I know council policy is to ensure the original surface is replaced within six months, but that still hasn’t been done.
And then there is the Perryfields development.
As someone who’s lived in Sidemoor for 30 years, without major infrastructure improvements, we’re going to be stuck in a constant traffic jam.
The need for the Western Relief Road is so clear, but the powers that be refuse to accept it!
Having spoken in front of the planning committee a few times, I have little respect for them.
I once spoke against an application but found myself chatting to the developers after the meeting.
They could not believe how incompetent our committee was.
I do wonder how many of them actually live in Bromsgrove given the decisions they make.
Anyway, moan over.
Keep up the good work with The Standard.
Three cheers for BBC Hereford and Worcester’s Sunday services
THREE cheers for BBC Hereford and Worcester.
On Sunday, March 22, last year I woke up and tuned into my local radio station – lockdown was beginning and we were not allowed to go into churches any longer.
Attending worship on a computer was not an option.
I turned on the radio at 8am for a very special service which was absolutely lovely.
A few days earlier, the BBC announced it would be broadcasting church services as the regular ones had been cancelled because of Covid-19.

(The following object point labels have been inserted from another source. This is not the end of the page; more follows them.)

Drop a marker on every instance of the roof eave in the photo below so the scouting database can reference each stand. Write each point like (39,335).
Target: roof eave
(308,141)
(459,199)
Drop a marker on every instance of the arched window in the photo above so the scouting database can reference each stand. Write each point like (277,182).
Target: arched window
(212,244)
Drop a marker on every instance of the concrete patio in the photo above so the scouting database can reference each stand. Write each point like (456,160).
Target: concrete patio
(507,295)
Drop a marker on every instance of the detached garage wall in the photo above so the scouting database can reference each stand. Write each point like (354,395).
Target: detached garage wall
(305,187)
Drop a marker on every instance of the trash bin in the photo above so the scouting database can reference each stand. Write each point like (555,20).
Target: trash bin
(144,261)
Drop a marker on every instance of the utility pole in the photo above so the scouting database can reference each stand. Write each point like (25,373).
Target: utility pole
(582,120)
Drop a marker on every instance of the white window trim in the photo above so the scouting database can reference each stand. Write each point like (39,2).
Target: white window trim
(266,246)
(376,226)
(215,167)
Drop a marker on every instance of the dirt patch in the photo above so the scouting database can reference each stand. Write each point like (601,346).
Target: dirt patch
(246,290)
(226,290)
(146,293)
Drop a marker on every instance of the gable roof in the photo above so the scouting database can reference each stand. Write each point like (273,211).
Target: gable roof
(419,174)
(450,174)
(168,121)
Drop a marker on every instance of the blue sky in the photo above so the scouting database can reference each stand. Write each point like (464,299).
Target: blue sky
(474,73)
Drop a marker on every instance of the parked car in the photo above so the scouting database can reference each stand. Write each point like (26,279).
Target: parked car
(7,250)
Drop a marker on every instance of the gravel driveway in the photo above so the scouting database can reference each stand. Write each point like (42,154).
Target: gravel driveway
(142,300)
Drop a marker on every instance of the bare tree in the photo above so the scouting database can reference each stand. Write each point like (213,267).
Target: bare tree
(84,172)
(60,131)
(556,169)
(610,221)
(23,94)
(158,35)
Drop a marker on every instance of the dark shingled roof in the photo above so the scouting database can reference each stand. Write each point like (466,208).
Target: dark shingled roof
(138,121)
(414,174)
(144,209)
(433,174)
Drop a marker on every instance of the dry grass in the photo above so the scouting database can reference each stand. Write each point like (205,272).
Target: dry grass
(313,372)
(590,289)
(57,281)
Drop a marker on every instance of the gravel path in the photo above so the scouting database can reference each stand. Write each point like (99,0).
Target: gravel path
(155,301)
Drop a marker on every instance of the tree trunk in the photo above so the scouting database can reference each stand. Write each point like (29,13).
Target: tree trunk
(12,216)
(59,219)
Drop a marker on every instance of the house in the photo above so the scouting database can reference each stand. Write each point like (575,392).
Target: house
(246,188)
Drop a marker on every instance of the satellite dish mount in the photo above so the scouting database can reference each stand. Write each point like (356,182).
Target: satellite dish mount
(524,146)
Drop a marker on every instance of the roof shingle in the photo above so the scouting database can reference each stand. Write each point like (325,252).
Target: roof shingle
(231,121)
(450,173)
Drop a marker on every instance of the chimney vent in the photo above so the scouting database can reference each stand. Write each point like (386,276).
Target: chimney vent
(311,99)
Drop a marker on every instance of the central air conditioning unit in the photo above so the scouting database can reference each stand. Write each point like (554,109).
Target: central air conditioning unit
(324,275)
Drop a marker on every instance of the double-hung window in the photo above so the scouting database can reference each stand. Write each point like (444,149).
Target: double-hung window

The national wireless congregation would be able to tune in at the same time every week to hear a service led by a leader from a different denomination.
So many people were self isolating but it did not mean they had to be isolated.
Local radio was a great way to bring people together, allowing large numbers to worship at a difficult time.
The first one was on Mothering Sunday 2020, given by the Archbishop of Canterbury across all 39 local BBC stations.
Since that first special programme, I have tuned in all the time.
It has been absolutely wonderful and I phone them every week to tell them so.
We have had services led by the two Archbishops of York – the first was John Sentamu and then John Cotterill, by the musician Graham Kendrick, by poets, street pastors, the Salvation Army – we have been all around the country and have joined with all sorts of people.
What a lifeline it has been.
A year later and it is still going on.
If you cannot zoom and even when churches open – if you can’t get out – why not put on your radio every Sunday from 8am to 8.30am to tune in.
Janice Boswell MBE
BROMSGROVE needs more housing and affordable homes – that is not in question.
The 1,300 homes (including 390 affordable) on Perryfields would be welcome – both for the council’s housing targets and for the next generations to live.
The traffic modelling – closing off Perryfields Road to through traffic and junction alterations, however, looks questionable at best.
A mistake will inevitably bring even more gridlock.
As campaigners have said, once the homes are built, you cannot demolish them for another road.